Nield reported on December 20 2023 that you may have already tested out generative AI engines such as ChatGPT and Google Bard. But while it's popular to accesses these tools in the cloud, you can also install them locally on your own computer. There are some real benefits to doing so: It's more private, of course, and you won't get hit by any warnings about the AI being over capacity or unavailable. Also, it's just kind of cool.
Credit: Joshua Woroniecki/Unsplash
To get started, you'll need a program to run the AI, and you'll need a Large Language Model (or LLM) to generate the responses. These LLMs underpin AI text generators. GPT-4 is the latest one powering ChatGPT, and Google has now pushed out Gemini as a new and improved LLM to run behind Google Bard.
If you've never heard the term LLM before, you clearly haven't read our ultimate AI glossary. To fully understand them requires a certain level of scientific and mathematical knowledge, but in basic terms, LLMs are trained on vast amounts of sample data, and they learn to recognize relationships between words and sentences (i.e. which words typically go after each other).
To put it as simply as possible, LLMs are supercharged autocorrect engines. They don't really "know" anything, but they recognize how words should fit together to sound natural and to make sense. At a high enough level, that starts to look like you're talking with a real human being. There's lots more to it than that, but you get the gist.
When it comes to running your own LLMs, you don't need to be a huge company or research organization to access them: There are several available to the public, including one released by Meta called LLaMa; others have been developed by researchers and volunteers. The general idea is that publicly available LLMs will help foster innovation and improve transparency.
For the purposes of this guide, we're going to use LM Studio to show you how to install an LLM locally. It's one of the best options out there for the job (though there are quite a few others). It's free to use, and you can set it up on Windows, macOS, and Linux systems.
How to install a local LLM
The first step is to download LM Studio from the official website, taking note of the minimum system requirements: LLM operation is pretty demanding, so you need a pretty powerful computer to do this. Windows or Linux PCs supporting AVX2 (typically on newer machines) and Apple Silicon Macs with macOS 13.6 or newer will work, and at least 16GB of RAM is recommended. On PCs, at least 6GB of VRAM is recommended too.
When you've got the software up and running, you need to find an LLM to download and use—you're not going to be able to do much without one. Part of the appeal of LM Studio is that it recommends "new and noteworthy" LLMs on the front screen of the application, so if you've got no idea what LLM you want, you can pick one from here.

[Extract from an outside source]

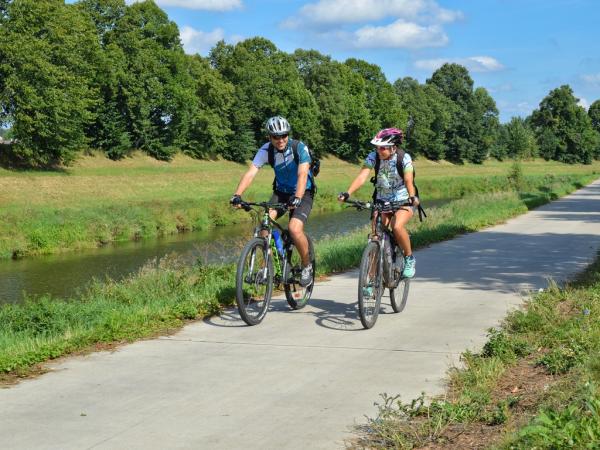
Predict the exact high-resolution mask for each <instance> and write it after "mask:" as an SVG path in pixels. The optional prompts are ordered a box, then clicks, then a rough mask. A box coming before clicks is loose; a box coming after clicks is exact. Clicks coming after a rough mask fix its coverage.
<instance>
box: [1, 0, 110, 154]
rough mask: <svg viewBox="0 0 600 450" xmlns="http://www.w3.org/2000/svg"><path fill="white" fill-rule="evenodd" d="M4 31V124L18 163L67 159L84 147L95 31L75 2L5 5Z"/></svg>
mask: <svg viewBox="0 0 600 450" xmlns="http://www.w3.org/2000/svg"><path fill="white" fill-rule="evenodd" d="M6 11H7V18H6V19H5V21H4V24H3V26H2V27H1V31H0V43H1V45H0V47H1V48H2V50H0V51H1V52H2V61H1V62H0V72H1V74H2V77H1V78H3V81H2V86H1V92H0V102H1V104H2V108H1V109H0V122H3V123H9V124H10V125H11V126H12V130H13V133H14V137H15V138H16V144H14V145H13V147H12V151H13V153H14V155H13V156H14V158H15V159H17V160H18V161H20V162H22V163H25V164H30V165H37V166H47V165H53V164H61V163H63V164H69V163H70V162H72V161H73V160H74V159H75V158H76V156H77V154H78V153H79V152H80V151H81V150H82V149H83V148H85V147H86V145H87V138H86V135H85V129H86V127H87V126H88V124H89V123H91V122H92V120H93V119H94V112H93V109H94V107H95V105H96V104H97V92H96V91H95V90H94V89H93V87H91V86H90V85H89V83H88V80H89V78H90V77H91V76H92V73H93V71H94V64H95V62H96V61H98V56H99V47H98V43H97V40H96V33H95V30H94V28H93V27H92V25H91V23H90V22H89V21H87V20H86V16H84V15H82V14H81V13H80V12H79V10H78V9H77V8H76V7H74V6H73V5H65V4H64V2H62V1H58V0H39V1H38V0H36V1H33V0H19V1H15V2H11V3H9V4H8V7H7V9H6Z"/></svg>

You'll find LLMs vary by size, by complexity, by data sources, by purpose, and by speed: There's no right or wrong answer for which one to use, but there's plenty of information out there on sites such as Reddit and Hugging Face if you want to do some research. As you might expect, LLMs can run to several gigabytes in size, so you can do some background reading while you wait for one to download.
If you see an LLM you like on the front screen, just click Download. Otherwise, you can run a search or paste a URL in the box at the top. You'll be able to see the size of each LLM so you can estimate download times, as well as the date when it was last updated. It's also possible to filter the results to see the models that have been downloaded the most.

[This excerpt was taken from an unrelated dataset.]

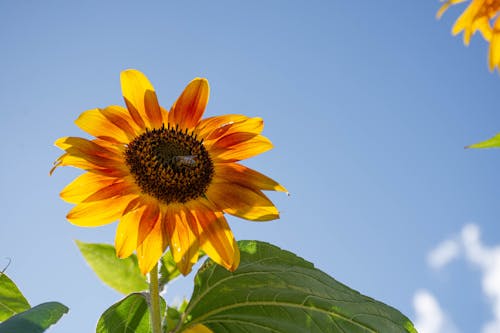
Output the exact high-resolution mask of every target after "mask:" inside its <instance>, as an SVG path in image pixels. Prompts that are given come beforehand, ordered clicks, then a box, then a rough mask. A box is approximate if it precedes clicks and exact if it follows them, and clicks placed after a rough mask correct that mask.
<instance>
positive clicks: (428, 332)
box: [413, 290, 458, 333]
mask: <svg viewBox="0 0 500 333" xmlns="http://www.w3.org/2000/svg"><path fill="white" fill-rule="evenodd" d="M413 307H414V308H415V314H416V319H415V328H416V329H417V331H418V332H419V333H456V332H458V331H457V329H456V328H455V325H454V324H453V323H452V321H451V320H450V319H449V318H448V316H447V315H446V314H445V313H444V311H443V310H442V309H441V306H440V305H439V303H438V301H437V299H436V298H435V297H434V295H432V294H431V293H430V292H429V291H427V290H419V291H417V292H416V293H415V295H414V296H413Z"/></svg>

You can install as many LLMs as you like (as long as you have the space), but if there's at least one on your system, they'll show up in the My Models panel. (Click the folder icon on the left to get to it.) From here, you can see information about each model that you've installed, check for updates, and remove models.

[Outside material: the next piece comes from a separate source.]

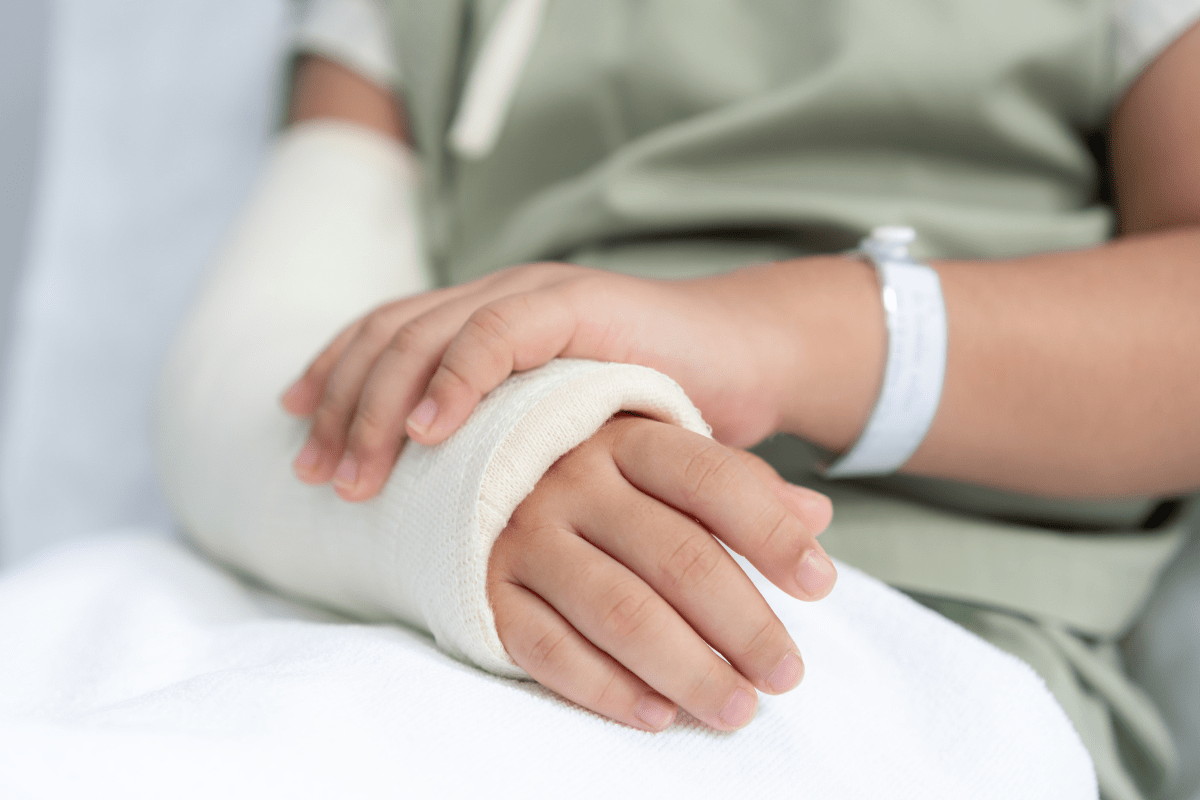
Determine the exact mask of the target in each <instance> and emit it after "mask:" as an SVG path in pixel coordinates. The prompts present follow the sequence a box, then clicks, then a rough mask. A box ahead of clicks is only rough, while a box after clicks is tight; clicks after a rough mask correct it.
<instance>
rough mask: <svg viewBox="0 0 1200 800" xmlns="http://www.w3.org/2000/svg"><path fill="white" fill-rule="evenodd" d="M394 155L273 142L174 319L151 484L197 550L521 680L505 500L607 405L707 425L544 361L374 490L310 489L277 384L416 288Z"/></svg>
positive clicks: (597, 363)
mask: <svg viewBox="0 0 1200 800" xmlns="http://www.w3.org/2000/svg"><path fill="white" fill-rule="evenodd" d="M413 181H414V173H413V169H412V166H410V164H409V162H408V160H407V154H406V152H404V151H403V150H402V149H401V148H400V146H398V145H397V144H396V143H394V142H390V140H389V139H386V138H385V137H380V136H378V134H376V133H372V132H370V131H366V130H362V128H358V127H354V126H349V125H342V124H336V122H317V124H307V125H302V126H299V127H295V128H293V130H290V131H289V132H287V133H286V134H283V137H282V138H281V140H280V144H278V149H277V151H276V152H275V155H274V157H272V158H271V160H270V163H269V164H268V167H266V170H265V172H264V176H263V181H262V185H260V187H259V191H258V193H257V196H256V198H254V199H253V201H252V203H251V207H250V209H248V211H247V213H246V216H245V218H244V221H242V224H241V227H240V229H239V231H238V233H236V235H235V236H234V239H233V241H232V243H230V246H229V249H228V251H227V252H226V254H224V257H223V258H222V259H221V261H220V264H218V265H217V267H216V270H215V272H214V275H212V277H211V278H210V281H209V283H208V284H206V285H205V288H204V290H203V293H202V294H200V297H199V300H198V302H197V307H196V309H194V311H193V312H192V314H191V315H190V318H188V320H187V321H186V323H185V325H184V329H182V332H181V333H180V336H179V342H178V344H176V345H175V348H174V349H173V351H172V354H170V356H169V359H168V361H167V367H166V371H164V374H163V380H162V384H161V391H160V397H158V401H157V403H156V409H157V411H156V421H155V431H156V444H157V455H158V463H160V465H161V475H162V479H163V486H164V489H166V492H167V495H168V498H169V499H170V501H172V505H173V507H174V510H175V512H176V513H178V516H179V518H180V519H181V521H182V522H184V523H185V525H186V528H187V530H188V531H190V533H191V534H192V536H194V537H196V540H197V541H199V542H200V543H202V545H203V546H204V547H205V548H206V549H208V551H210V552H211V553H214V554H215V555H217V557H218V558H221V559H223V560H226V561H228V563H229V564H233V565H234V566H236V567H239V569H241V570H245V571H247V572H251V573H253V575H256V576H258V577H259V578H262V579H264V581H266V582H268V583H270V584H271V585H274V587H277V588H280V589H283V590H284V591H288V593H292V594H294V595H299V596H304V597H308V599H311V600H316V601H318V602H322V603H325V604H328V606H331V607H335V608H338V609H341V610H344V612H349V613H352V614H355V615H360V616H367V618H372V619H401V620H403V621H406V622H409V624H412V625H415V626H418V627H421V628H422V630H427V631H431V632H432V633H433V634H434V638H436V639H437V642H438V644H440V645H442V646H444V648H445V649H446V650H449V651H450V652H454V654H455V655H458V656H462V657H466V658H469V660H470V661H473V662H474V663H476V664H480V666H481V667H485V668H486V669H490V670H492V672H498V673H503V674H509V675H522V674H523V672H522V670H521V669H520V668H518V667H516V664H515V663H512V661H511V660H510V658H509V657H508V654H506V652H505V650H504V646H503V644H500V640H499V638H498V637H497V634H496V630H494V628H496V626H494V621H493V619H492V613H491V608H490V607H488V603H487V593H486V577H487V558H488V554H490V552H491V547H492V542H493V541H494V540H496V536H497V535H499V533H500V530H502V529H503V528H504V525H505V524H506V522H508V518H509V516H510V515H511V513H512V511H514V509H516V506H517V505H518V504H520V503H521V500H523V499H524V498H526V495H528V493H529V492H532V491H533V488H534V486H535V485H536V482H538V480H539V479H540V477H541V476H542V474H545V471H546V470H547V469H548V468H550V465H551V464H553V463H554V461H557V459H558V458H559V456H562V455H563V453H565V452H566V451H568V450H570V449H572V447H575V446H576V445H578V444H580V443H582V441H583V440H586V439H588V438H589V437H590V435H592V434H593V433H595V431H596V429H599V427H600V426H601V425H604V422H605V421H606V420H607V419H608V417H611V416H612V415H613V414H616V413H617V411H619V410H623V409H624V410H631V411H637V413H641V414H644V415H648V416H653V417H655V419H661V420H664V421H670V422H673V423H677V425H683V426H686V427H688V428H690V429H692V431H697V432H701V433H707V432H708V429H707V427H706V426H704V423H703V421H702V420H701V417H700V414H698V413H697V411H696V410H695V408H694V407H692V405H691V403H690V402H689V401H688V398H686V396H685V395H684V393H683V391H682V390H680V389H679V387H678V386H677V385H676V384H674V383H673V381H671V380H670V379H668V378H666V377H664V375H660V374H658V373H655V372H654V371H652V369H647V368H644V367H636V366H631V365H601V363H596V362H588V361H556V362H552V363H550V365H546V366H545V367H541V368H539V369H535V371H530V372H528V373H523V374H520V375H515V377H514V378H511V379H509V380H508V381H505V383H504V384H503V385H502V386H500V387H498V389H497V390H496V391H493V392H491V393H490V395H488V396H487V397H486V398H485V401H484V402H482V403H481V404H480V405H479V408H478V409H476V410H475V413H474V414H473V415H472V417H470V420H468V422H467V423H466V425H464V426H463V428H462V429H461V431H460V432H457V433H456V434H455V435H454V437H451V438H450V439H449V440H448V441H446V443H444V444H443V445H440V446H438V447H422V446H420V445H416V444H409V445H408V446H406V447H404V450H403V452H402V455H401V458H400V462H398V463H397V464H396V468H395V469H394V470H392V474H391V476H390V479H389V481H388V483H386V486H385V488H384V491H383V492H382V494H380V497H378V498H376V499H373V500H371V501H368V503H362V504H348V503H344V501H342V500H340V499H338V498H337V497H336V494H334V492H332V489H331V488H330V487H328V486H324V487H308V486H305V485H302V483H301V482H300V481H299V480H296V479H295V477H294V475H293V474H292V469H290V462H292V459H293V458H294V456H295V453H296V451H298V450H299V447H300V445H301V444H302V441H304V438H305V435H306V425H305V423H304V422H302V421H299V420H295V419H292V417H289V416H288V415H287V414H284V413H283V410H282V409H281V408H280V404H278V396H280V392H281V391H282V390H283V389H284V387H286V386H287V384H288V381H289V379H292V378H294V377H295V375H298V374H299V373H300V371H301V369H302V368H304V366H305V363H306V362H307V360H308V359H311V357H312V355H313V354H314V353H317V351H318V349H319V345H320V344H322V343H323V342H324V341H326V339H329V338H331V337H332V335H334V333H336V331H337V330H338V329H340V327H342V326H344V325H347V324H349V323H350V321H353V320H354V319H355V318H356V317H359V315H360V314H361V313H362V312H365V311H367V309H368V308H370V307H372V306H373V305H376V303H378V302H379V301H380V300H382V299H386V297H396V296H403V295H406V294H412V293H413V291H418V290H420V289H421V288H422V282H421V271H420V270H414V269H412V266H410V267H409V271H408V273H406V271H404V269H403V265H420V264H421V258H420V251H419V246H418V241H416V231H415V228H414V225H413V219H414V218H415V216H414V213H413V209H412V194H410V192H412V187H413Z"/></svg>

To start doing some prompting, open up the AI Chat panel via the speech bubble icon on the left. Choose the model you want to use at the top, then type your prompt into the user message box at the bottom and hit Enter. The sort of output you get back will be familiar if you've used an LLM such as ChatGPT before.
On the right-hand side, you can control various settings related to the LLM, including how longer responses are handled, and how much of the processing work is offloaded to your system's GPU. There's also a box for a "pre-prompt:" You can tell the LLM to always respond in a particular tone or language style, for example.
Click the New chat button on the left if you want to start a fresh conversation, and your previous chats are logged underneath in case you need to get back to them. Whenever a particular answer has finished generating, you're given options to take a screenshot, copy the text, or regenerate a different answer from the same prompt.
That's it! You're up and running with local LLMs. There are all sorts of avenues you can explore in terms of LLM development and prompting if you want to dig deeper, but the basics aren't difficult to grasp, and LM Studio makes the setup process very straightforward even if you're a complete beginner.